Trudeau, in a statement issued Monday, said his use of emergency powers was about “keeping Canadians safe, protecting people’s jobs, and restoring confidence in our institutions.” The announcement came after a Friday conversation between the prime minister and President Joe Biden, who informed his Canadian counterpart that the border blockades were causing U.S. auto plants to shut down due to shipping delays. Trudeau is the first Canadian prime minister to declare a state of emergency during peacetime since his father, Pierre Trudeau, did so 50 years ago.
Despite the Emergencies Act, Freedom Convoy protests in parts of Canada are still dragging on. This includes Ottawa, where truck drivers have parked their rigs and set up camps in the middle of the capital’s streets for more than two weeks. In response to mounting frustration from Ottawa’s residents, Canadian public safety minister Marco Mendicino urged police to exercise the new powers granted to them by the Emergencies Act. “We have given new powers to police, and we need them to do the job now,” he said on Monday. Yet one day after Mendicino’s remarks, Ottawa police chief Peter Sloly reportedly resigned amidst public outrage over the inaction of local authorities.
Elsewhere in Ontario, police were able to end the blockade of the Ambassador Bridge, which connects the Canadian city of Windsor to Detroit and serves as the most important trade route along the U.S.–Canada border. During a Tuesday press conference, Ontario’s Progressive Conservative premier, Doug Ford, praised law enforcement for clearing the Ambassador Bridge but urged the government to put an end to the other sources of gridlock. “It’s critical that all levels of government work together. It’s critical that our police forces have every single tool needed to resolve the situation and restore order,” said Ford, whose province includes Ottawa and Windsor. He went on to say that he does not “care about the politics” right now and urged the government to only use the emergency powers in an “extremely targeted” manner. “I believe in freedoms and liberties in this country, and I’d never ever want to squash that,” Ford added.
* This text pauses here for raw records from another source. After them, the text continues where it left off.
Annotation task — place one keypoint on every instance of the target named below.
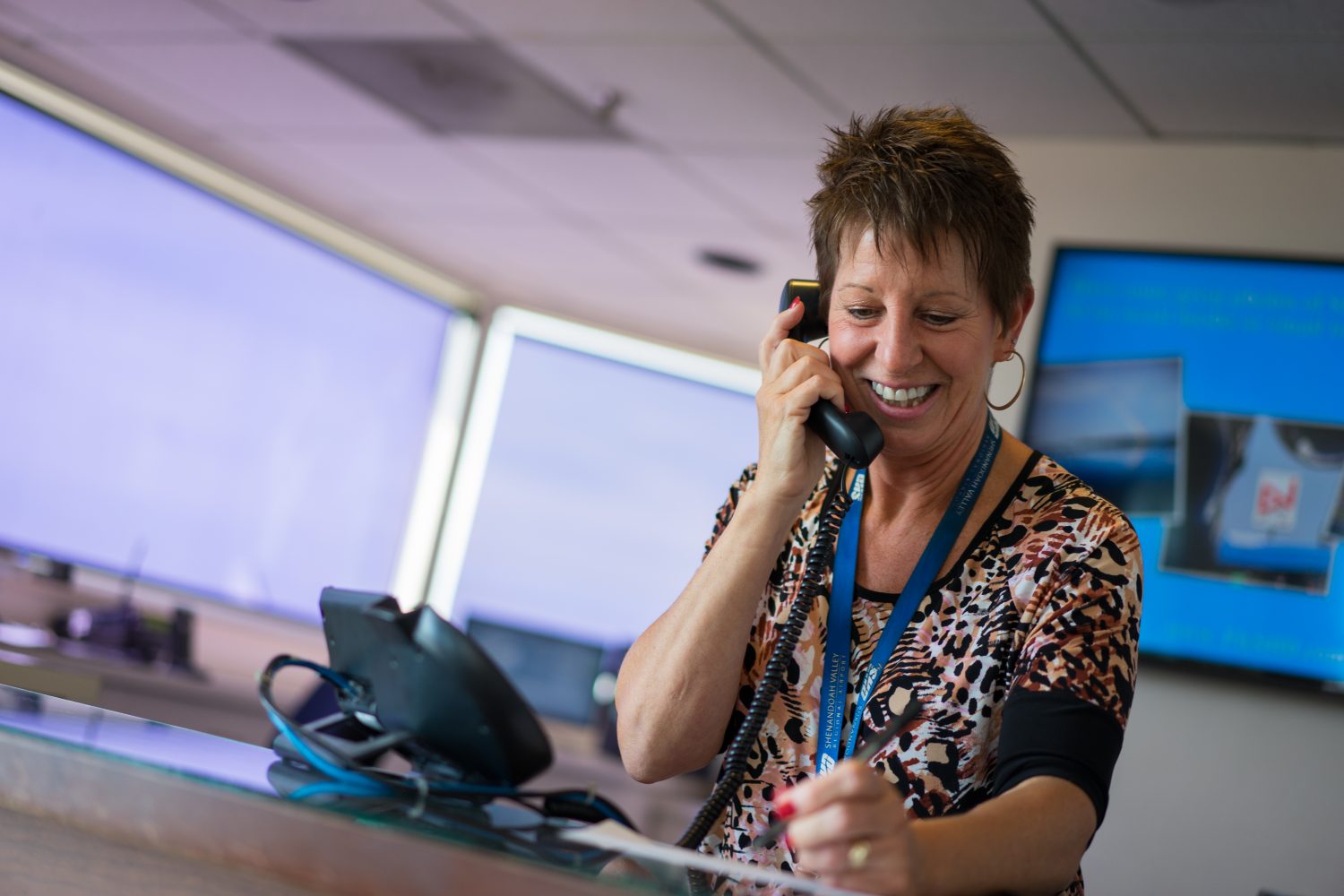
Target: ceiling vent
(462, 88)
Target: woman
(1021, 640)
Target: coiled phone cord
(819, 563)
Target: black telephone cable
(820, 560)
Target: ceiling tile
(1011, 89)
(125, 18)
(892, 21)
(18, 24)
(701, 96)
(1247, 90)
(1201, 21)
(593, 21)
(113, 81)
(293, 171)
(773, 188)
(346, 18)
(417, 172)
(615, 185)
(260, 88)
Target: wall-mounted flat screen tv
(199, 397)
(1203, 395)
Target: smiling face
(914, 341)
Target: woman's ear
(1011, 330)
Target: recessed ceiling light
(728, 261)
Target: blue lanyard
(836, 672)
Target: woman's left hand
(849, 828)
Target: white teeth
(902, 397)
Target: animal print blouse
(1021, 656)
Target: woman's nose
(898, 347)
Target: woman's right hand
(793, 378)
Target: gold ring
(857, 855)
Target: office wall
(1223, 788)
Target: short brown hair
(922, 175)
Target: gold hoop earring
(1021, 383)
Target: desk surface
(139, 801)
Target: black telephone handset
(852, 437)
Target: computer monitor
(204, 386)
(1202, 394)
(591, 468)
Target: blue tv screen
(1202, 395)
(198, 397)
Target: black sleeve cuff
(1050, 732)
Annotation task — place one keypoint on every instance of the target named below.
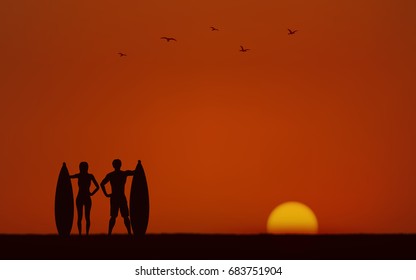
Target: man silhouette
(118, 200)
(84, 195)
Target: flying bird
(243, 49)
(168, 39)
(292, 32)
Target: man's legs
(111, 225)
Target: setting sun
(292, 217)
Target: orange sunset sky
(325, 117)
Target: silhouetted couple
(118, 200)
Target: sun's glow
(292, 217)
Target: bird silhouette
(168, 39)
(242, 49)
(292, 32)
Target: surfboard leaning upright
(64, 203)
(139, 202)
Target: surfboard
(64, 203)
(139, 202)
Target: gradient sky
(325, 117)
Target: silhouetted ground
(199, 246)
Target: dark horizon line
(208, 234)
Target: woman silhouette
(84, 194)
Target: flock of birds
(242, 49)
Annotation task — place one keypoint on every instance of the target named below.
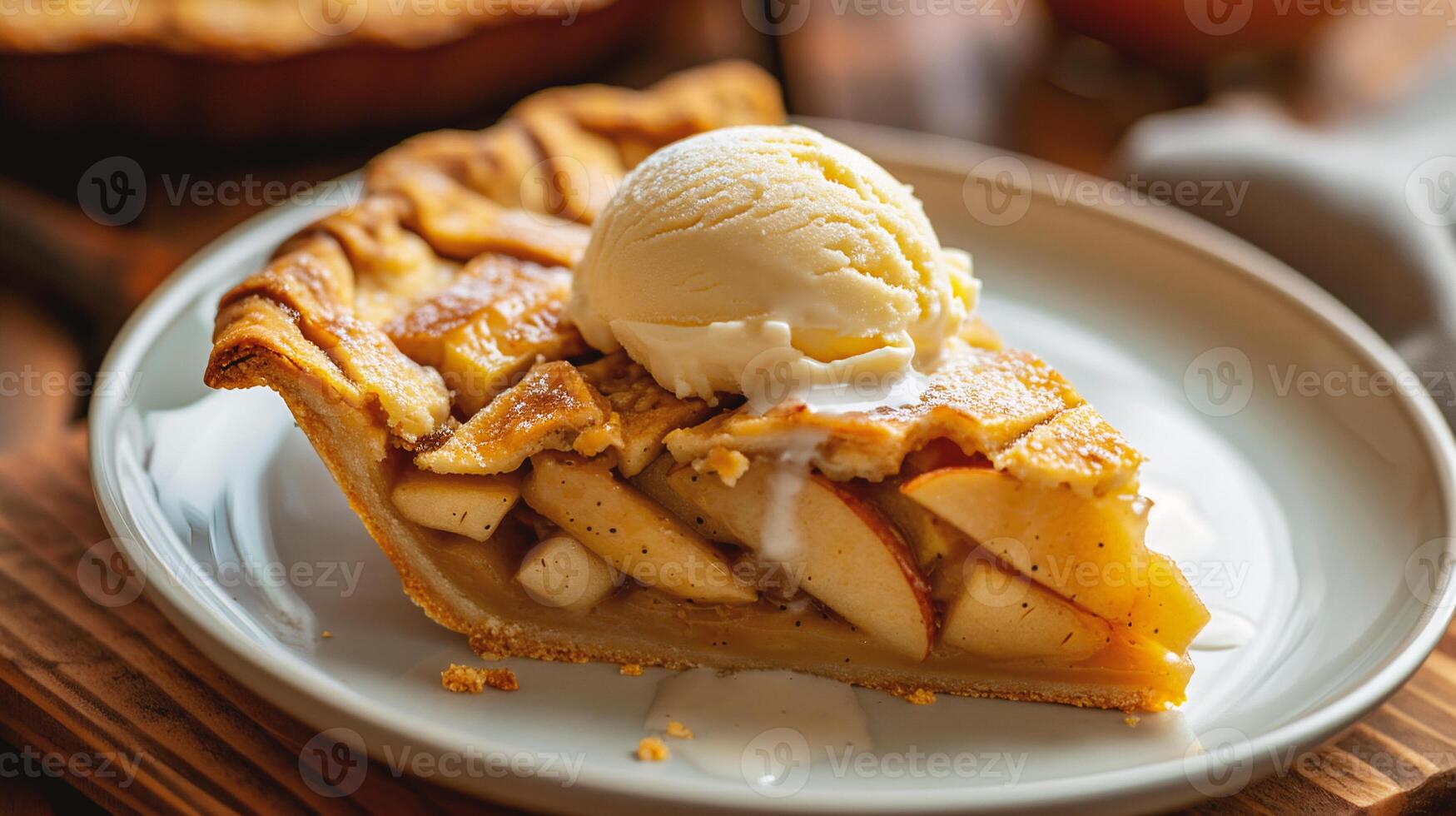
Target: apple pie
(549, 500)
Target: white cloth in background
(1366, 210)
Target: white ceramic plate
(1315, 522)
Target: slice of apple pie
(561, 470)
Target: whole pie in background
(251, 70)
(554, 501)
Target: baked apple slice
(1086, 548)
(1001, 615)
(470, 506)
(629, 530)
(851, 557)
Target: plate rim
(1165, 783)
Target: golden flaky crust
(251, 29)
(1006, 406)
(455, 262)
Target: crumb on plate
(468, 679)
(653, 749)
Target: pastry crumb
(921, 697)
(653, 749)
(468, 679)
(730, 465)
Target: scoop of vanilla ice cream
(752, 250)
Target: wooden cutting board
(79, 679)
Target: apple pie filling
(554, 501)
(995, 522)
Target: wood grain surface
(122, 687)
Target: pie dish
(556, 503)
(260, 70)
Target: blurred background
(139, 130)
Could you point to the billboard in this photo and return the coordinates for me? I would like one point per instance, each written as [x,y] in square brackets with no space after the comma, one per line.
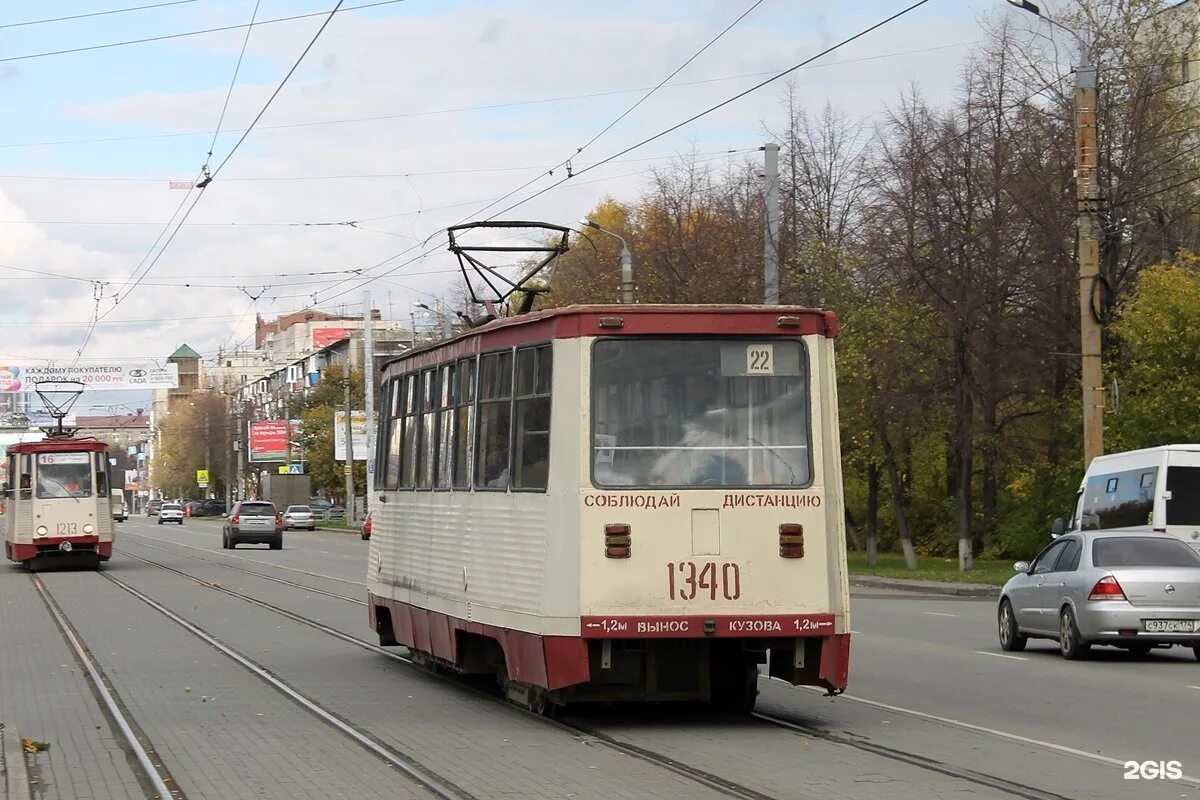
[269,440]
[323,337]
[111,376]
[358,435]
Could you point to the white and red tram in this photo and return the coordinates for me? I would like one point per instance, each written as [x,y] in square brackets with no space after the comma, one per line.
[57,503]
[617,503]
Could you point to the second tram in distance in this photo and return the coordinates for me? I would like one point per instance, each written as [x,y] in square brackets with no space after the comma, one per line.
[617,503]
[57,503]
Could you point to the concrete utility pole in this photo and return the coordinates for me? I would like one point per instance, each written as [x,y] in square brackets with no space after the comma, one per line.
[771,234]
[369,391]
[241,457]
[228,470]
[1087,204]
[349,455]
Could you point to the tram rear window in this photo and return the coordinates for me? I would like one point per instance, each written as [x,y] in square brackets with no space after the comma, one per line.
[695,413]
[64,475]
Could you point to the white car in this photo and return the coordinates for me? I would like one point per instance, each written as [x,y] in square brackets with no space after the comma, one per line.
[299,517]
[171,512]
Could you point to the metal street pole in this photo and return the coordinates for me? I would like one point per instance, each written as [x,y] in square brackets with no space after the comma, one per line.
[1087,204]
[349,455]
[771,234]
[367,391]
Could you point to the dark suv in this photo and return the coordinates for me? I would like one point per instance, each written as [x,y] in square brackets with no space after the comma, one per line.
[253,522]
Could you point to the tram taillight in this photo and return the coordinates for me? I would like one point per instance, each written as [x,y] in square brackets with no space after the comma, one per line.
[791,541]
[617,542]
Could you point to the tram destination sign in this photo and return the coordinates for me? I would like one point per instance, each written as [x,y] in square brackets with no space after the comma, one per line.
[108,376]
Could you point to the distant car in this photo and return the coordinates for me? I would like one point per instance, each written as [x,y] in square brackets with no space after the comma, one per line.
[253,522]
[1127,589]
[210,507]
[171,512]
[299,517]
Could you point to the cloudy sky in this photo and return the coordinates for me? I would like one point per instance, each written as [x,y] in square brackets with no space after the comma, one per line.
[405,118]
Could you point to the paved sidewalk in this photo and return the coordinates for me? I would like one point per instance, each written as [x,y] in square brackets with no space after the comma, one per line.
[925,587]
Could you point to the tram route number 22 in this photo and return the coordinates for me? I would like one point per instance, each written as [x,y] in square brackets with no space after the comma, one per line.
[687,579]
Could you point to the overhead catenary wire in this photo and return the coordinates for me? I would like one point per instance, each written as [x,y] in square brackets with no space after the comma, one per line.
[725,102]
[209,176]
[567,162]
[185,34]
[95,13]
[233,82]
[652,138]
[475,108]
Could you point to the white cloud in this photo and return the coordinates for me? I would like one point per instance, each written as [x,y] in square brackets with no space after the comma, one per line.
[421,61]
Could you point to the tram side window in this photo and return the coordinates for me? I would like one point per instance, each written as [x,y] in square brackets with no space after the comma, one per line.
[408,456]
[495,421]
[465,423]
[532,440]
[27,475]
[101,475]
[445,427]
[427,446]
[64,475]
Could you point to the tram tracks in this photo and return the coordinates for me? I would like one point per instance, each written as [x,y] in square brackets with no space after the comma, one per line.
[691,773]
[702,777]
[153,773]
[155,776]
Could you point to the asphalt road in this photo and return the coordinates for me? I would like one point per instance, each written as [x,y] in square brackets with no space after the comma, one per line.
[924,662]
[933,701]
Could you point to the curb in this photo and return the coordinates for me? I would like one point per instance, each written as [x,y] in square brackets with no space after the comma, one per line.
[927,587]
[16,769]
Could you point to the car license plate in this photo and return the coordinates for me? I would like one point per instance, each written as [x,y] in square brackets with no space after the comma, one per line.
[1170,625]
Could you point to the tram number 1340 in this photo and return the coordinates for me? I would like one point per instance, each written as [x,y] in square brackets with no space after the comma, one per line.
[687,579]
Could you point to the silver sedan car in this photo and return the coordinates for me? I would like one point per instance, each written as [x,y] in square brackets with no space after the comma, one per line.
[299,517]
[1128,589]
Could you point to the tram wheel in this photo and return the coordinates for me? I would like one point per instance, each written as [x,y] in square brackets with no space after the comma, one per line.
[735,685]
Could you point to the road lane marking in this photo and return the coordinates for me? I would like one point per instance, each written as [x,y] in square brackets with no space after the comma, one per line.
[994,732]
[1000,655]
In Alberta, truckers blockading a road that runs into Montana began voluntarily leaving on Tuesday. Marco Van Huigenbos, one of the protest’s organizers, claimed the blockade was “infiltrated by an extreme element” after Royal Canadian Mounted Police made 13 arrests Monday and seized firearms, body armor, and ammunition during a morning raid of three trailers that preceded the Emergencies Act invocation. “Our objective was to be here peacefully,” Huigenbos said. “To keep that message going, we want to peacefully leave [the border town] Coutts and return to our families.”
The Emergencies Act allows the Canadian government to clear protesters from certain areas, enlist the military and towing businesses to remove vehicles blocking the streets, and freeze the bank accounts of protest organizers without a court order. Organizers of the so-called Freedom Convoy have raised millions of dollars on crowdfunding sites—with funds pouring in after the American right took notice of their protest. Fox News stars Tucker Carlson, Sean Hannity, and Laura Ingraham have featured nonstop fawning coverage of the protests over the past weeks, while Donald Trump Jr. and Senator Rand Paul have encouraged Americans to start Freedom Convoys and blockade U.S. cities.
However, this wave of funding ginned up by U.S. actors will likely be meaningless. “The government is issuing an order with immediate effect under the Emergencies Act, authorizing Canadian financial institutions to temporarily cease providing financial services where the institution suspects that an account is being used to further the illegal blockades and occupations,” said Canada’s deputy prime minister, Chrystia Freeland, on Monday. Freeland also announced that crowdfunding websites will be required to register with the Financial Transactions and Reports Analysis Centre, a government agency that tracks money laundering, the financing of terrorist organizations, and other illegal ventures.